In common with many other environmental campaigners, Hendrickx sees a reduction in overall use of materials in general, not just plastic, as a key driver. “The travel industry can adapt if it tackles the old habits,” she says. “The industry has given people expectations of bottled water in rooms, mini toiletries, cheap slippers, and so on. But it can equally condition people out of these expectations by using good communications and leading by example.”

Royal Caribbean Cruise Line CEO Richard Fain recently committed his company to eliminating plastic straws from ships, recognising that “healthy oceans are vital to the success of the company.” The Hilton hotel group is planning a similar commitment as well as discontinuing the provision of plastic water bottles in conference facilities.

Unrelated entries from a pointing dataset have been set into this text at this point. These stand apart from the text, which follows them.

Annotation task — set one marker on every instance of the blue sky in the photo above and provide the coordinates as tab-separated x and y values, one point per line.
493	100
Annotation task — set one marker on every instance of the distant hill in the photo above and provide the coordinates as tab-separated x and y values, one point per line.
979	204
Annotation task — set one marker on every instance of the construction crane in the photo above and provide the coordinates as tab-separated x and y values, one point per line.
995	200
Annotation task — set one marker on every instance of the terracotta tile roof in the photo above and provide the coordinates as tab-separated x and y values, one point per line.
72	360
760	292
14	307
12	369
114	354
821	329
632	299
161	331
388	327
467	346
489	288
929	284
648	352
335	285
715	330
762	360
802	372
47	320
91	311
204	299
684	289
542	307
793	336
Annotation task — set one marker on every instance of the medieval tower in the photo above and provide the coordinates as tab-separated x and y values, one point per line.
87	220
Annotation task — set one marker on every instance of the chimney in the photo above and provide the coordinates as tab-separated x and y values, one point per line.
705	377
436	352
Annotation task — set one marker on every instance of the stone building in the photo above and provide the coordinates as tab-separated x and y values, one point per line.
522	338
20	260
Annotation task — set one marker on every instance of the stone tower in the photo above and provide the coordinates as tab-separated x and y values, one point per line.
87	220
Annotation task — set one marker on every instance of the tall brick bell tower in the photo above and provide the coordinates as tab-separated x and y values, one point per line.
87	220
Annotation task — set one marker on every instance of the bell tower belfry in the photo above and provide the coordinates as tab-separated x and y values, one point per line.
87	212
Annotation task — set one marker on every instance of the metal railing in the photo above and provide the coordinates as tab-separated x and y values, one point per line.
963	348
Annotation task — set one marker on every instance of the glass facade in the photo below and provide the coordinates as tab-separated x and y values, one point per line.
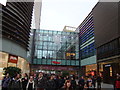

Conscientious airlines, including Finnair, are continuously cutting the use of plastic wrappings, although hygiene regulations for inflight food preparation make it difficult to eliminate completely. The Indonesian island of Bali has introduced a tourist tax to help counter plastic pollution.

Cost remains an issue for some larger travel industry operators. “Bigger chains that cater to package tourists operate on very tight margins, so costs are key and often single-use plastic is the cheapest option,” says Hendrickx.

“Guests are asking us more and more about our environmental measures.”

Some habits persist, she says. “From work carried out by Travel Without Plastic in a chain of hotels in the Canary Islands, we saw that an average of 15 per cent of unnecessary plastic is used out of habit. This means putting plastic bags over the glasses in the bathroom, a sign over the toilet to tell you it’s clean, using plastic cocktail stirrers shaped like palm trees, or using plastic shot glasses on the buffet to control portion sizes.”

But customers are becoming increasingly informed and their demand generates a response from business.

“Guests, and especially our corporate clients, are asking us more and more about our environmental measures,” says Vanessa Butani, director of sustainable business at Scandic Hotels, which also manages Hilton Hotels in Finland. Scandic was ranked A- by the Carbon Disclosure Project’s Climate Change Report in 2018.

“We started using refillable toiletry dispensers as long ago as 1995. We wanted to make a statement, so we designed our own refillable Scandic water bottle that we fill from our tap – that means four million fewer plastic bottles across the Scandic group annually. We’re also phasing out plastic straws. We encourage guests to support us, for example, by sorting waste in their rooms using compartmental bins,” says Butani.

Significant change can take effect from small acts of consumer choice and behaviour, and perhaps this is where most hope lies for the traveller desperate to make a difference but overwhelmed by the challenge of ditching the plastic habit.